Eu estava nadando naquele lago na direção da mata há pelo menos 10 minutos ao mesmo tempo em que fugia daquele estranho. Ele parecia nadar vagarosamente, mas estava sempre bem ao meu lado.

–Minha querida, por que não tenta para de olhar para mim e para o fim do lago e não tenta olhar para trás? Já esta ficando exaustiva esta situação.

Ao olhar para trás vi que todo o esforço que fiz para me afastar havia sido em vão. Eu estava parada no mesmo lugar. Então me mantive imóvel, apenas balançando minhas pernas dentro d’água para não me afogar, aquilo era como um pesadelo clichê de uma pessoa correndo num enorme corredor, tentando chegar à porta no final e vê que isso só torna o corredor mais longo ainda.

–Mas que bosta.

–Por que não voltamos para casa e tentamos nos acalmar um pouco?

–Eu não vou pra lugar nenhum com você, eu prefiro ficar aqui flutuando e congelando quando ficar de noite.

Ele começou a rir, então começou a boiar de barriga para cima, levantou sua mão na direção do céu e começou a movê-la delicada mente. As nuvens e as cores magníficas daquele fim de tarde se moviam e dançavam com sua palma, como se fossem manchas de tinta fresca que eram espalhadas pelo pincel de um pintor em sua tela.

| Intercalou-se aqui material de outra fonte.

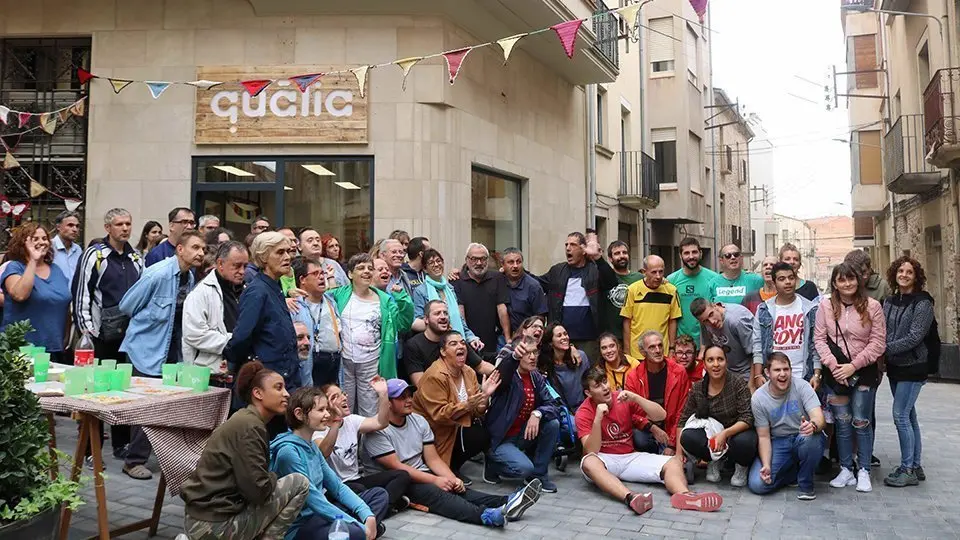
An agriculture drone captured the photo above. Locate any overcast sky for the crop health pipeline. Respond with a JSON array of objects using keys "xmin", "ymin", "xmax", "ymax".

–As horas não passam aqui, a noite nunca chegará, pois eu sei o quanto você tem medo do escuro...

–E-Eu não tenho mais! – Eu menti. O que mais eu poderia dizer?

Ele olhou com seus olhos delineados como os de um gato para mim, seu sorriso travesso me incomodava. Começou então a se aproximar de mim, vagarosamente. Eu me senti imóvel novamente, sem conseguir protestar, pois estava com medo dele.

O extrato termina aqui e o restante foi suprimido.